Le sage nous encourage à partir sur les routes du voyage immobile. J’ai toujours trouvé l’idée séduisante pour les autres. Je passais en effet le plus clair de mon temps à arpenter les déserts du Sahara. Pourquoi me sentais-je plus vivante dans les sables étoilés que dans la ville où j’ai grandi ? Pourquoi cette nécessité vitale de me brûler les yeux à scruter des horizons pleins de mirages ? Car dans ces terres vierges des hommes rien ne ment. Tout est vrai, juste, simple et pur. Alors l’âme sort de sa chrysalide. On lui laisse enfin la place. Et si elle réveillait aussi dans la pièce où l’on s’endort ? 

Mère de famille, j’ai découvert que ma chambre pouvait être mon Sahara. Chaque soir, j’ouvre la fenêtre qui laisse passer la nuit et je devine les étoiles. Même si la ville ronronne, je marche vers un autre silence, celui qui ne demande rien, n’attend rien, juste se laisser porter par le temps qui s’écoule comme il l’entend. Ce sont des instants gratuits car il n’y a rien à chercher. Simplement être là, assis à gouter l’air du soir qui est à lui seul un voyage. Quel luxe de ne rien faire, d’oser cela. Sans craindre l’ennui, ni vouloir une rentabilité quelconque. Oser être là, disponible. Et laisser faire, sans rien maîtriser, s’abandonner à la nuit qui appelle la paix au cœur des tourments. 

Nous vivons tous en apnée. Dès le lundi, nous attendons le week-end. Dès la rentrée, nous songeons aux prochaines vacances. Or nos échappées belles sont là, à portée de main. Bien-sûr il est peut-être moins exotique de rester immobile dans sa chambre que de s’enfoncer dans les montagnes du Sinaï ; mais il y a des sommets invisibles qui nous espèrent chaque jour. 

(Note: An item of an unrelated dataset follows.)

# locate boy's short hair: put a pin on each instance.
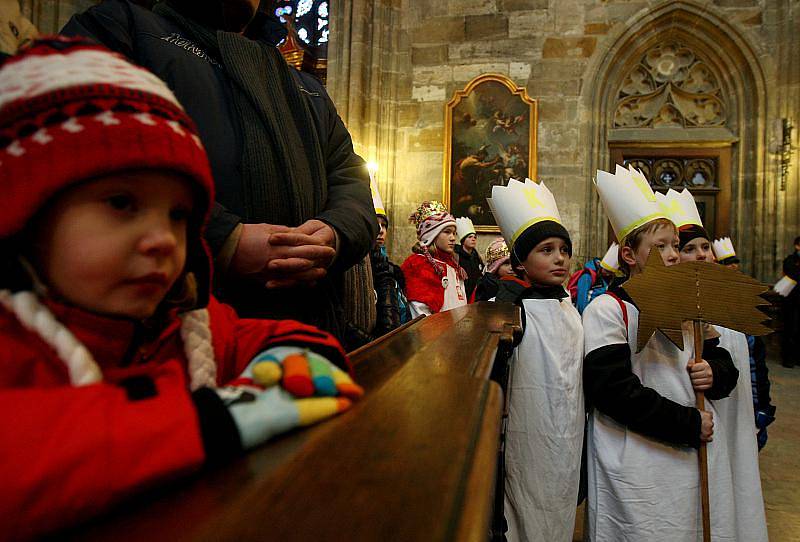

Nous avons tous besoin de moments sources qui nous redonnent des forces. Au cœur du chaos, nous crions ces mots de Baudelaire « Loin, loin, ici la boue est faite de nos larmes ». Mais loin, c’est ici. Dans le silence. 

J’ai appris à partir en regardant par la fenêtre car j’ai désormais le goût de l’âme. Grâce au désert. Faudrait-il donc se retirer du monde pour apprendre à y rester ? A chacun son chemin. Le maître véritable de Siddharta, le héros du chef d’œuvre de Hermann Hesse, était un passeur qui emmenait des gens avec sa barque chaque jour de l’autre côté de la rive. Il a touché au secret du monde en écoutant sa rivière. Il n’a pas eu besoin de partir, puisque sa façon d’être en vie était déjà un voyage. 

Les saints, les ascètes, les ermites, les moines de toutes les traditions s’isolent pour se vouer corps et âme au mystère. Jésus s’est aussi recueilli dans le désert avant de se révéler aux hommes. Le retrait semble donc un passage nécessaire pour n’être plus qu’un cœur en paix qui se donne. Quand on a trouvé en soi une oasis, un Sahara, une cabane, un peu d’amour ; on sait où se réfugier au milieu des hommes. 

Il suffit parfois d’ouvrir la fenêtre quand les enfants dorment et l’on revient à la source : un silence qui n’attend rien. Juste une présence dans la nuit, comme une rose qui se recueille dans ses pétales en attendant le soleil.